Sin embargo no encontrará, porque nadie había allí para sacarla, una instantánea de Sophia ya moza, la cara inclinada y oculta tras su larga melena revuelta, una mano abandonada sobre el regazo, sentada en el alfeizar de la ventana, de forma que parece como si estuviera pensando arrojarse al vacío.

Ni tampoco verá, porque eso pertenece a esa oscura trastienda privada donde todas las familias ocultan tantos turbios secretos, una captura de esa noche en que, después de una cena presidida por el silencio, se quedan solos en la mesa Inger y Lars. Y cuando él pregunta – ¿Por qué está triste Sophia? —, le mira un buen rato muy seria, con un rencor que se apodera de toda la escena, y abandona el comedor sin decir ni una palabra.

Y menos aún, por mucho que su curiosidad le empuje a buscar, aparecerá ante sus ojos ninguna traza del momento en que Lars ausculta a su hija, desnudo el torso, y, mientras escucha los rumores de su respiración en busca de posibles infecciones bronquiales o pulmonares, su mirada se fija en los pechos, ya bastante desarrollados, y luego sigue palpando su vientre, deteniéndose en esa exploración quizá demasiado tiempo, mientras su aliento se hace más entrecortado y la chica lanza hacia un lado una mirada donde se mezclan la repulsa, el asco y el horror.

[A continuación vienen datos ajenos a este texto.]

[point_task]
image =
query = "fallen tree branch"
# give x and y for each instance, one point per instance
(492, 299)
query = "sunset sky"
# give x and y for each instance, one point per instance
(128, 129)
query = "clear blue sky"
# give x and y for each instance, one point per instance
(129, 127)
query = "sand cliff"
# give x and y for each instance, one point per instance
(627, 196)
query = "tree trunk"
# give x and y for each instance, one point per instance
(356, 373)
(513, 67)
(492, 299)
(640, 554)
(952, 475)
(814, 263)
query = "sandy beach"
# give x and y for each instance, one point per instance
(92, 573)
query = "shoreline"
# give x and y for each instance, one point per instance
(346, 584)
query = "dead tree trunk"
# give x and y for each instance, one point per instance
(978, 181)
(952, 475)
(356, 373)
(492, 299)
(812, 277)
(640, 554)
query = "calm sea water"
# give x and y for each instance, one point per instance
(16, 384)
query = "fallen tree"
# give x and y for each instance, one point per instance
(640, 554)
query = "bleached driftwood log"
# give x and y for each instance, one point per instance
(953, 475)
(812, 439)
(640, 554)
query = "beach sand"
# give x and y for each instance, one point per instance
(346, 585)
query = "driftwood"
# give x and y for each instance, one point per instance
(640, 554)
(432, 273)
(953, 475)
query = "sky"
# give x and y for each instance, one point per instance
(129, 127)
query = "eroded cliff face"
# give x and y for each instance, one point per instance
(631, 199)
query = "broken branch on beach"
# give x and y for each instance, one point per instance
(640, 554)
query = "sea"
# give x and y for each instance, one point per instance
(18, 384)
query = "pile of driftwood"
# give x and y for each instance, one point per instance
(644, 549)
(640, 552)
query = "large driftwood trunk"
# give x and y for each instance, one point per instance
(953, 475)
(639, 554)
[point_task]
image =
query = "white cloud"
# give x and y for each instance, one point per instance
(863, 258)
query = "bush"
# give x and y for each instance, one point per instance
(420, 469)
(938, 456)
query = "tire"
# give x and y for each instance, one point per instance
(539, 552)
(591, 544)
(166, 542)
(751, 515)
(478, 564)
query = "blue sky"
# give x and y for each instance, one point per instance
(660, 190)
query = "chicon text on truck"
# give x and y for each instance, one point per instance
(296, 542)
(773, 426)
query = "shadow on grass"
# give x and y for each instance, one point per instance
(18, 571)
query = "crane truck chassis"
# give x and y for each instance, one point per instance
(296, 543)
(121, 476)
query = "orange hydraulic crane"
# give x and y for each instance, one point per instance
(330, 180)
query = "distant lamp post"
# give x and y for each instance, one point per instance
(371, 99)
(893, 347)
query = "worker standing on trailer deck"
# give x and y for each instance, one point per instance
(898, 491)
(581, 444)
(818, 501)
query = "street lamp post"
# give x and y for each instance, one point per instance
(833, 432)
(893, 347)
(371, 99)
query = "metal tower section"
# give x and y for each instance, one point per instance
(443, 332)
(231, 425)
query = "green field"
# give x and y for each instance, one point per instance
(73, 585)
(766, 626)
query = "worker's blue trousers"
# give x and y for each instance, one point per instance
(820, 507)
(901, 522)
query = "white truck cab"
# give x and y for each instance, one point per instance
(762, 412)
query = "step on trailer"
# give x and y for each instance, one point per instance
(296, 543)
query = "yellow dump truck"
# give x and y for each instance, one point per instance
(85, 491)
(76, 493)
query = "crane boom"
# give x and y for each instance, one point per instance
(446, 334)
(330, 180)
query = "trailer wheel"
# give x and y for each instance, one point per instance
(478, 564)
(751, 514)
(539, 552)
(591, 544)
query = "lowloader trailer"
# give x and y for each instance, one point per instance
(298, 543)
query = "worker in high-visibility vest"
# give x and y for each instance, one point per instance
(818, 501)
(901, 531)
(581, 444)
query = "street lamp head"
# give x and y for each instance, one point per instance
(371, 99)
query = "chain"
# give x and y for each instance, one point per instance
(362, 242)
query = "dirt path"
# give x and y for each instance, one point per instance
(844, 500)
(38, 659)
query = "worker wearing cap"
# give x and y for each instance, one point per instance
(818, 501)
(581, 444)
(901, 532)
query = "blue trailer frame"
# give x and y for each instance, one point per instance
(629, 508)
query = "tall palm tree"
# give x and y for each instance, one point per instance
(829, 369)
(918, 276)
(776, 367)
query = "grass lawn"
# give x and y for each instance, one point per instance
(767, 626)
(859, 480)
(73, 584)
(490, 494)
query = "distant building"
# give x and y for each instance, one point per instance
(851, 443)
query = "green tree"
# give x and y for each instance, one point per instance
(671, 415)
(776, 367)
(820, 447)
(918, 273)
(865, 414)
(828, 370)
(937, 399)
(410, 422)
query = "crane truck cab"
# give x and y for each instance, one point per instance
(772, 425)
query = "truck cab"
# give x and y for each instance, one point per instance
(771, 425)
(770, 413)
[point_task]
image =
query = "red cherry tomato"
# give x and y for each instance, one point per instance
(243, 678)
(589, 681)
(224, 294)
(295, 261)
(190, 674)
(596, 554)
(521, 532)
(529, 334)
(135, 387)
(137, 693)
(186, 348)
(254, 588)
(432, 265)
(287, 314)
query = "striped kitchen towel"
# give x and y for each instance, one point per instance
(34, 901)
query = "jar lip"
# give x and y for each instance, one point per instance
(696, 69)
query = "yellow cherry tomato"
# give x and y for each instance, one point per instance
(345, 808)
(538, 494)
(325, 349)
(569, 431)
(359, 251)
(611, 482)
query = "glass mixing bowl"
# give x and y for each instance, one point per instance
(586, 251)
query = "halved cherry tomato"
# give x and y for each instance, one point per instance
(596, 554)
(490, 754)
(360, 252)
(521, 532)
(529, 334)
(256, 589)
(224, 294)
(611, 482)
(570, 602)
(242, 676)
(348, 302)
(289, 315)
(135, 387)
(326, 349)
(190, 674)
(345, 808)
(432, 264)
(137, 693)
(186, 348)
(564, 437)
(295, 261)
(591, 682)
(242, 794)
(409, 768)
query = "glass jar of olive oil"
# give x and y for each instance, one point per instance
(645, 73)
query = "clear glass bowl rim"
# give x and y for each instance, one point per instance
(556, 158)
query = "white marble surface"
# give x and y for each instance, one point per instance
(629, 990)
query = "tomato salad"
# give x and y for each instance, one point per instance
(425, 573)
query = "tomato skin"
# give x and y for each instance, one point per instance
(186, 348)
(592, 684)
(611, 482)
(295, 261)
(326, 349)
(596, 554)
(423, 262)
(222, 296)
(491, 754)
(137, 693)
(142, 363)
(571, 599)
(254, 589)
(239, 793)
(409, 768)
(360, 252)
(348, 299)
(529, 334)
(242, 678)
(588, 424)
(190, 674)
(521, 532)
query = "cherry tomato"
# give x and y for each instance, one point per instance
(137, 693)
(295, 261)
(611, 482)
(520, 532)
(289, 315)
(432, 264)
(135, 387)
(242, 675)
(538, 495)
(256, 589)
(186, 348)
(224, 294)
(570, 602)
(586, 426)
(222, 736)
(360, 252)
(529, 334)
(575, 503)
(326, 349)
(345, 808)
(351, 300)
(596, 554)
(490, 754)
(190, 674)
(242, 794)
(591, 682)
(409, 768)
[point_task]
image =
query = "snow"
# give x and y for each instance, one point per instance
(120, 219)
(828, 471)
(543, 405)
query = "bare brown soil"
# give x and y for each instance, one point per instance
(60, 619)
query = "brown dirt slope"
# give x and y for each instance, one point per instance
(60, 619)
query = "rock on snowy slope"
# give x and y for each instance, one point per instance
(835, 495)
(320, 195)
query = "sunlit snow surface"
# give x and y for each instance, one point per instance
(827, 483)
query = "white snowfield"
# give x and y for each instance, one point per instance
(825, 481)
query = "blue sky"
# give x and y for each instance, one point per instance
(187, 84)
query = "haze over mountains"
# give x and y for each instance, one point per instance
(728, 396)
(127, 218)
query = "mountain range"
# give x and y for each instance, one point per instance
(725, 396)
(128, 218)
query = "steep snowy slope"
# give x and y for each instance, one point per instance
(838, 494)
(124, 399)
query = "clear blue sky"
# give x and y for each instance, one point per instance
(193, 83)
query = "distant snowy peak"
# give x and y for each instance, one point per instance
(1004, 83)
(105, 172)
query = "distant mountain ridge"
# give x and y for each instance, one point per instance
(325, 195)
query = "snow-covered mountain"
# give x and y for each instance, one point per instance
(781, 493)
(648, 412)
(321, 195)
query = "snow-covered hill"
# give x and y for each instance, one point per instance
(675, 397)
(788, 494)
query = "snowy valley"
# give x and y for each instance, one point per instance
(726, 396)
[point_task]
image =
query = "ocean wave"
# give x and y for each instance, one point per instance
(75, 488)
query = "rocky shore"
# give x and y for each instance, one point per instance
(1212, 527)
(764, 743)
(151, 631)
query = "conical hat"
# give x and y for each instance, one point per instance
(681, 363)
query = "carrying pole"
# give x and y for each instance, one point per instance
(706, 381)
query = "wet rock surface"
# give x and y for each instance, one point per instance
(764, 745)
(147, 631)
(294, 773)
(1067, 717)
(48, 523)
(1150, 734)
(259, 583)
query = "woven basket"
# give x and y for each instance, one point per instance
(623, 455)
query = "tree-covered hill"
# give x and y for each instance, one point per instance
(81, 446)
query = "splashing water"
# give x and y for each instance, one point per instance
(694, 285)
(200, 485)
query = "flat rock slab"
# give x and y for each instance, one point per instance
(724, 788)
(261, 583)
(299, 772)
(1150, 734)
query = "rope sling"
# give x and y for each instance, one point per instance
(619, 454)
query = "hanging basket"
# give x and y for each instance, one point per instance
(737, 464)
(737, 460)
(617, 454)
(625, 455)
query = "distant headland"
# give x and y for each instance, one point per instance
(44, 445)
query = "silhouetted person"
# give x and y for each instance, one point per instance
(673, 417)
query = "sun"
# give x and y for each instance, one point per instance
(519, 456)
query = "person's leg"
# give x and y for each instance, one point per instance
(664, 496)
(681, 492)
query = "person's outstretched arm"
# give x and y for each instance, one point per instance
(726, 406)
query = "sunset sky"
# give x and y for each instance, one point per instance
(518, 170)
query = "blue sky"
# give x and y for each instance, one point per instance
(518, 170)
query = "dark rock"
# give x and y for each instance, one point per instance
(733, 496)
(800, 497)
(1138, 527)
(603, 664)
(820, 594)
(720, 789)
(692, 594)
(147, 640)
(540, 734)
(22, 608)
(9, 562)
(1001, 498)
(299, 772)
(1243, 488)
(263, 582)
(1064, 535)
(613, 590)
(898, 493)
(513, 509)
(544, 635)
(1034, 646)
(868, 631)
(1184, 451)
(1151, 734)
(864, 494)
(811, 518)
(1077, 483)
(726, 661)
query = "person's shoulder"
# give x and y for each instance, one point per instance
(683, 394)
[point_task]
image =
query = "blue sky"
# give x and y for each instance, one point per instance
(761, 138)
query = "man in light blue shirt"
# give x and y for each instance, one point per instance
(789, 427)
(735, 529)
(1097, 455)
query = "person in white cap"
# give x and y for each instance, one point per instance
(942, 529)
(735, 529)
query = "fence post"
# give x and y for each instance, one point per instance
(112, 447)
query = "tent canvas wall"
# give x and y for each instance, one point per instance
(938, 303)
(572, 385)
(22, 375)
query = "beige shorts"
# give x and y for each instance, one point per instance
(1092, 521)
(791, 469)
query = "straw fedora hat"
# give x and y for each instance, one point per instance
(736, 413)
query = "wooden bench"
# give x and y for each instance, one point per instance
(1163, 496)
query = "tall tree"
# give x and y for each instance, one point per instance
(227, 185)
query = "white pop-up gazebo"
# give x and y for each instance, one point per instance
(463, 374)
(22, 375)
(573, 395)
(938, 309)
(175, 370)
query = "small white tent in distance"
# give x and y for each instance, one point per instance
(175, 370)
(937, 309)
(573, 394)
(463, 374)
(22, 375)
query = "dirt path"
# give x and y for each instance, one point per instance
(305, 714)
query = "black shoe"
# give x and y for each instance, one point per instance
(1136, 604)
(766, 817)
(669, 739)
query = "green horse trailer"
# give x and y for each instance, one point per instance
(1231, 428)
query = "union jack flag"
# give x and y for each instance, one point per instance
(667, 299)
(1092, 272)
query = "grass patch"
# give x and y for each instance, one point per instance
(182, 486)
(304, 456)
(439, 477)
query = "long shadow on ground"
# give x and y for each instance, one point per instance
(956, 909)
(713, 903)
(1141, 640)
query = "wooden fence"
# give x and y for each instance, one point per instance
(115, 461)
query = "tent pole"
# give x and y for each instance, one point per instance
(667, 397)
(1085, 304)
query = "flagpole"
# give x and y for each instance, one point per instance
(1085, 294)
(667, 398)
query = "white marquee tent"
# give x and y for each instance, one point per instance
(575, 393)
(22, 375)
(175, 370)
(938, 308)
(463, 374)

Ni por supuesto de esa noche, la primera de muchas otras que vendrán después, cuando, a la hora en que hace ya tiempo que todos se han retirado a descansar, Hans se cuela en la habitación donde Sophia le parece que duerme. En la penumbra se quita lentamente toda la ropa que dobla meticuloso. La coloca con orden sobre una silla, encima de la que ella ya dejó un rato antes. Se introduce sigiloso en la cama. Huele, siente y acaricia el cuerpo juvenil. Percibe cómo se va poniendo rígido. Y es en ese momento cuando ya se olvida de todo lo que aún le retenía y se deja arrastrar por una intensa, enloquecida, enferma excitación.